The first draft is finished. Now make the first sentence better.

“Call me Ishmael.” 

“In the beginning, God created the heaven and the earth …”

Initial reactions matter. You don’t get a second chance, as mouthwash commercials remind us, to make a first impression. Make that first sentence perfect. If agents, then editors, then readers are not impressed after a sentence or two, they will read no further. 

The first sentence should begin with a hook. Ask yourself, what is the hook for Chapter 1? What is the hook for this whole book? Now begin the first sentence with that hook.

Jacob Appel is an author, short story writer, poet, playwright, bioethicist, physician, lawyer and social critic.
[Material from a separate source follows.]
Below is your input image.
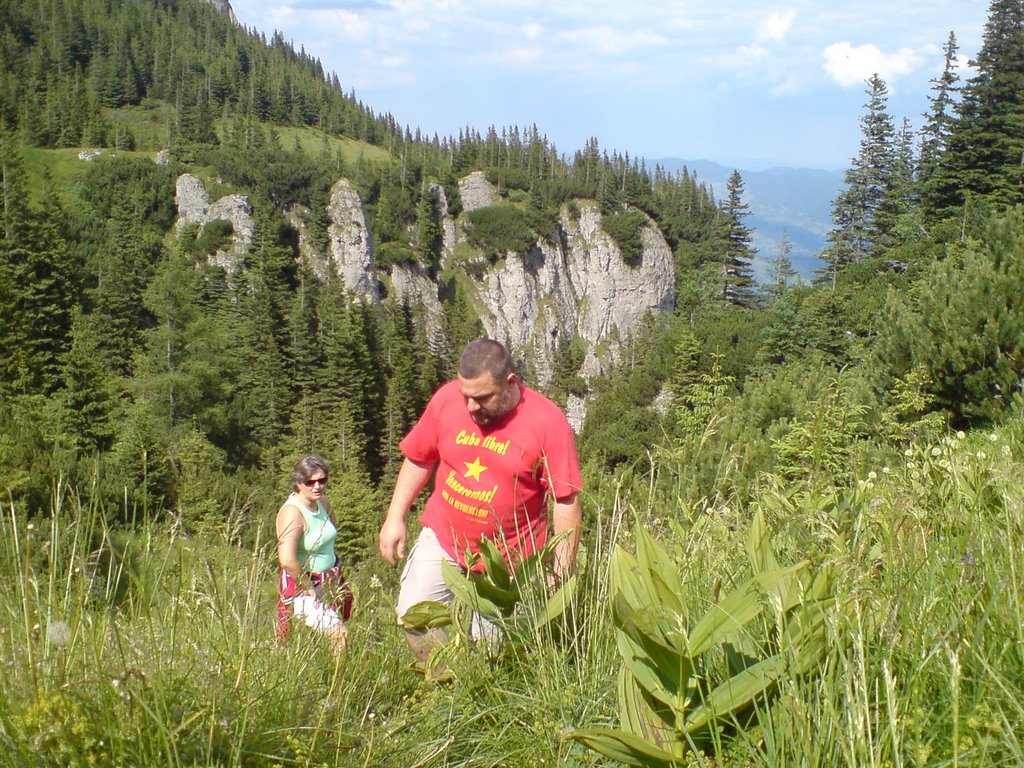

His cardinal rule of an opening line is that it should possess a distinctive voice, a point of view, a rudimentary plot and character. “By the end of the first paragraph, we should also know the setting and conflict, unless there is a particular reason to withhold this information.”

Here is Flannery O’Connor’s A Good Man Is Hard to Find

“The grandmother didn’t want to go to Florida.” 

Already, the reader hears a distinctive voice, somewhat distant, possibly ironic. The reader hears the basic plot: conflict over a journey. The reader senses a character: a stubborn or determined elderly woman.

A mystery has been created. Why didn’t the grandmother want to go to Florida? Where did she want to go? Who did want to go to Florida? 

Appel’s personal favorite opening is Elizabeth Graver’s The Body Shop, which appeared in The Best American Short Stories 1991. “My mother had me sort the eyes.” 

Don’t confuse the reader, but it’s okay to puzzle the reader with a puzzled narrator. David Copperfield asked, “Whether I shall turn out to be the hero of my own life, or whether that station will be held by anybody else, these pages must show.”

Most readers will have to read the next sentence. Build momentum in Sentence 2.